British pianist John Taylor has been an active player since the late 1960s with a range of partners including trumpeter Kenny Wheeler, reedman John Surman and drummer Peter Erskine. But, excluding his Azimuth trio with Wheeler and singer Norma Winstone, he has put out few releases as a leader until the beginning of this decade. Still, his manifest presence pervades every recording he's played on. In some cases, like his 1990s work with Erskine and bassist Palle Danielsson, so much so that it's hard to know who's really the leaderif, indeed, there is one at all. That very pursuit of collaboration in the purest sense makes Angel of the Presence
one of the best piano trio records of 2006.
Taylor's 2003 trio recording Rosslyn (ECM), while an undeniably strong effort, was perhaps a little too rarefied for its own good. His dense harmonic approach has always contrasted with a finessed touch, but Rosslyn weighed a little too heavily on abstraction, despite some empathic interplay with bassist Marc Johnson and drummer Joey Baron. Angel reconvenes Taylor with Danielsson, and the same chemistry that elevated their work in Erskine's trio is at play here. Drummer Martin France will be least-known to those who haven't got their finger on the pulse of the British scene, but he's no stranger to Taylor, having worked with him previously on numerous occasions.
One of Taylor's greatest strengths is his ability to apply his sophisticated harmonic mindset to material by others, bringing it completely into his own universe. He's covered Steve Swallow's "Vaguely Asian and "Up Too Late before, but never in a conventional trio setting. Both groove in their own way, but farther afield of Swallow's more persistent sense of swing.
Taylor also interprets two Wheeler tunes. While the balladic melancholy of "Sweet Dulcinea and more optimistic but equally gentle "Intro to No Particular Song bear the trumpeter's unmistakable lyricism, there's greater freedom and interaction, largely due to Danielsson and France's atypical approach to forward motion.

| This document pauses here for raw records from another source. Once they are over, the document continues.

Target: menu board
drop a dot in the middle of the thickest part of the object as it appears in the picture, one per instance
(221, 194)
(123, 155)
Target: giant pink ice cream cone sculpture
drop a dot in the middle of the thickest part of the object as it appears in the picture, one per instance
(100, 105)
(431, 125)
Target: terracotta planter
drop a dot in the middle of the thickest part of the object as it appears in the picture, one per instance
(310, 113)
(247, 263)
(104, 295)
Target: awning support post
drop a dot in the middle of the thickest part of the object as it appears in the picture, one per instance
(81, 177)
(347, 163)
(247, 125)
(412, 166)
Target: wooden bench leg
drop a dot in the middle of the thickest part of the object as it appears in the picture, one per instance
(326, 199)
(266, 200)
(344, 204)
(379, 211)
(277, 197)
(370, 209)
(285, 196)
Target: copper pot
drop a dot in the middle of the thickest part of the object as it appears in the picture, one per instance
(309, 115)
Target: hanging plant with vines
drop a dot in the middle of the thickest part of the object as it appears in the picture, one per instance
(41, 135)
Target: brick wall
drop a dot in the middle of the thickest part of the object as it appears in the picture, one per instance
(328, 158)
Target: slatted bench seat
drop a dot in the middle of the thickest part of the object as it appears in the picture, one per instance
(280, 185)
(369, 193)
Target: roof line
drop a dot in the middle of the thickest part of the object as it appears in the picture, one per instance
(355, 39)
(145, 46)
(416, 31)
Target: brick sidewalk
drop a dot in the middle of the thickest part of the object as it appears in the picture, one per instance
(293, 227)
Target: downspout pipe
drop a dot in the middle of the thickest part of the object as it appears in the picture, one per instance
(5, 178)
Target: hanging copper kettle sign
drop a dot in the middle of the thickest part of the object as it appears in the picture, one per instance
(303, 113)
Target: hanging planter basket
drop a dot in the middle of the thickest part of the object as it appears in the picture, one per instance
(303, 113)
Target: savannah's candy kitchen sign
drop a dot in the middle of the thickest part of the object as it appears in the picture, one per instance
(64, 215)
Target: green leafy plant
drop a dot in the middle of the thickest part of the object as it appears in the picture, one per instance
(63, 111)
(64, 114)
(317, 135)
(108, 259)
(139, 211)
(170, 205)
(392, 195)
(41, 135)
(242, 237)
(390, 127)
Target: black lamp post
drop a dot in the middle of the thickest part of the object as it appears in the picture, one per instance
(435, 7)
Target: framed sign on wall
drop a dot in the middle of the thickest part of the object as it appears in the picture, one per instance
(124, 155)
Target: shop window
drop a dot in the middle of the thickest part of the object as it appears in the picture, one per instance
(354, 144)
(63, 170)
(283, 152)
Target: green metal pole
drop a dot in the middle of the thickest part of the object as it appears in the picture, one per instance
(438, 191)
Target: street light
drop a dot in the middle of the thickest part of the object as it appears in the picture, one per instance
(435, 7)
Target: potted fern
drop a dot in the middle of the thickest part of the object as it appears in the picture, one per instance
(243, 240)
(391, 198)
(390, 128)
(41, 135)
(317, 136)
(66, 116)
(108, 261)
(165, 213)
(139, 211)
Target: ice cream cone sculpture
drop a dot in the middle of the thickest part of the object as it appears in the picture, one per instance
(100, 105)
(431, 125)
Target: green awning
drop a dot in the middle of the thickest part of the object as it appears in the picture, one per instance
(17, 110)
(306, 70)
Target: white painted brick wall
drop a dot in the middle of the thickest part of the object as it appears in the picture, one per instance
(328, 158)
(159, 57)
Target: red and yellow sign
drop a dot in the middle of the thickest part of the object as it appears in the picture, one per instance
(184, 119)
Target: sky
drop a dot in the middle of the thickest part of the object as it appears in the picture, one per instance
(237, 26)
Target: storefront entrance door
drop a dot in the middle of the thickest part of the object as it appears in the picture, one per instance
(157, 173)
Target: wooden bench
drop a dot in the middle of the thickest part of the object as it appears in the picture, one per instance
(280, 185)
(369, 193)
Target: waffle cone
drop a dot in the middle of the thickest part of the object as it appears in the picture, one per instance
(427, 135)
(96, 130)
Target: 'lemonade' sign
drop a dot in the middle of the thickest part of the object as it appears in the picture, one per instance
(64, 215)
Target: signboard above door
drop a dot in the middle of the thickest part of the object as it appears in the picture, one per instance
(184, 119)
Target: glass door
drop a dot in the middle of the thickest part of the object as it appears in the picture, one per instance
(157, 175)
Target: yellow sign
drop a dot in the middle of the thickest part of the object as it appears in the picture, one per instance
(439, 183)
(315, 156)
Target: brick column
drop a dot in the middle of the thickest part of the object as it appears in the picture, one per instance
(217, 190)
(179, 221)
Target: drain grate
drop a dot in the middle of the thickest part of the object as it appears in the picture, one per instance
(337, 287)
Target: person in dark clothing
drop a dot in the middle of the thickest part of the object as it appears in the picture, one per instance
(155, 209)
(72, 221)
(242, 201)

The balance of the material comes from Taylor's pen, and his roots in the music of Bill Evans are unmistakable. But so, too, is a modernistic sensibility that finds him in thematic territory that's less obvious but just as compelling. The bright and swinging "Dry Stone is a perfect example of Taylor's ability to take a thematic motif as an improvisational foundation, and evolve it throughout the course of the tune in ways that are unpredictable, yet seemingly inescapable.
While the virtuosity of these musicians is never in question, it's also never the point. Angel of the Presence succeeds where so many other piano trios fail by creating a distinctive collective sound where solos abound but no single voice dominates.